Enfin ces propositions de loi traitent d’un sujet qui fut à l’origine de nombreuses difficultés lors de précédents scrutins, notamment présidentiels : celui de la double inscription des Français établis hors de France qui peuvent, vous le savez, être inscrits à la fois sur une liste électorale consulaire et sur une liste électorale communale.

Si la double inscription a pu paraître nécessaire pour des raisons pratiques, l’évolution du droit électoral en faveur de cette catégorie d’électeurs a fait perdre toute légitimité à ce système totalement dérogatoire. En effet, depuis la création des mandats de députés des Français de l’étranger en 2009, les Français inscrits uniquement sur une liste électorale consulaire disposent d’une représentation parlementaire complète. Auparavant il fallait, pour exercer son droit de vote lors des élections législatives, être inscrit en France, ce qui justifiait la possibilité d’être inscrit sur deux listes distinctes. Avec la création des sièges de députés élus par les Français établis hors de France et la possibilité pour ceux-ci de voter lors des élections européennes, la double inscription semble perdre de sa pertinence.

Par ailleurs, l’extrême complexité des règles ou leur mauvaise compréhension – lesquelles conduisent à devoir préciser pour chaque scrutin si les intéressés sont autorisés à voter en France ou à l’étranger – ont été sources de difficultés, de nombreux électeurs étant persuadés qu’ils avaient le droit de voter à un endroit alors qu’ils auraient dû voter à un autre. Le sujet a été abordé il y a quelques semaines, dans ce même hémicycle, à l’occasion de la discussion de la proposition de loi organique réformant l’élection présidentielle, qui a apporté une première pierre à l’édifice : l’automaticité entre la désinscription du registre des Français de l’étranger et la radiation des listes électorales consulaires. Cette mesure ne règle pas tout, certes, mais elle apporte une réponse à la situation qui nous semblait la plus urgente, celle des Français résidant à l’étranger de bonne foi qui, se désinscrivant du registre, pensaient cette démarche suffisante et se trouvaient dans l’impossibilité d’accéder au suffrage en France.

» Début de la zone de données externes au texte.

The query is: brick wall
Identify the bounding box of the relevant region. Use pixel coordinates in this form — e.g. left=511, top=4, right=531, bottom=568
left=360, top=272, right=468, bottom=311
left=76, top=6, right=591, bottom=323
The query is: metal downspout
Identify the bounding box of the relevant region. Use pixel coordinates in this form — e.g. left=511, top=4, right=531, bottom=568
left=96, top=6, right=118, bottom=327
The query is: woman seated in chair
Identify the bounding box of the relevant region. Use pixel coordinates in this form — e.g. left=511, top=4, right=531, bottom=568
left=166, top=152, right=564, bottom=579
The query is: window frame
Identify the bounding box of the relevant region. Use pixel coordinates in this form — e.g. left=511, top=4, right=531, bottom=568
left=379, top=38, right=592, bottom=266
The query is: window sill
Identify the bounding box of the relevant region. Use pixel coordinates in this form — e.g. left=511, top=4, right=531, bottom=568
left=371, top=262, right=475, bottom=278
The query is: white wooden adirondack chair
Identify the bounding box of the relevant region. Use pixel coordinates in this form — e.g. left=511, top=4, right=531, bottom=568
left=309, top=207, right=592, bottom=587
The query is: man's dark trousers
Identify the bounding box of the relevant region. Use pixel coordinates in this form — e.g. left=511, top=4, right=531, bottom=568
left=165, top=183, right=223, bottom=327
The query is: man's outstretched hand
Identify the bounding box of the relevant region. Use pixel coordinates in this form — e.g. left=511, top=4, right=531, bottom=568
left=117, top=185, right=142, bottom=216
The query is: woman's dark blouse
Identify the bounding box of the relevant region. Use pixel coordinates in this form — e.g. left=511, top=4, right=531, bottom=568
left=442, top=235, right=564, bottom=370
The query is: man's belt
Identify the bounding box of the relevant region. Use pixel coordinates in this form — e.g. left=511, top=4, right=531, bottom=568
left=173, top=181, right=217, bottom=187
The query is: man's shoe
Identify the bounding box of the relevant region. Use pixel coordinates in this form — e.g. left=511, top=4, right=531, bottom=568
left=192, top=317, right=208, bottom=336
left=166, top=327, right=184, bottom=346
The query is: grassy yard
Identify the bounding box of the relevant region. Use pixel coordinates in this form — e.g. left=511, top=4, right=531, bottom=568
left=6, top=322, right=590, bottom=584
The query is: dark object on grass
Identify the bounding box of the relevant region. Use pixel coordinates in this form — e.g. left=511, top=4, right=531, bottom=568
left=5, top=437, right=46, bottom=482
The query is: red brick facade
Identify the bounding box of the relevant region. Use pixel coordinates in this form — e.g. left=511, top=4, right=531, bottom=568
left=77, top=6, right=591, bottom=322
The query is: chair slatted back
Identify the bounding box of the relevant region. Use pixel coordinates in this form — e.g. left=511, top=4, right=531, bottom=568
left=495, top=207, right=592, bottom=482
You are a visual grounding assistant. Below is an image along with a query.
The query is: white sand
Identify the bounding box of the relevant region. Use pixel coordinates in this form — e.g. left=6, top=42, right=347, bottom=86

Il est donc proposé, dans un souci de simplification et de clarté qui ne peut être que bénéfique à la sincérité du scrutin, de revenir sur cette possibilité : chaque électeur devra choisir entre l’inscription sur une liste consulaire ou sur une liste communale. Toutefois, je veux rassurer sur ce point les électeurs inscrits hors de France : ce volet de la réforme ne sera mis en oeuvre qu’après les échéances électorales de 2017,afin notamment de ne pas modifier le corps électoral à un an des échéances législatives.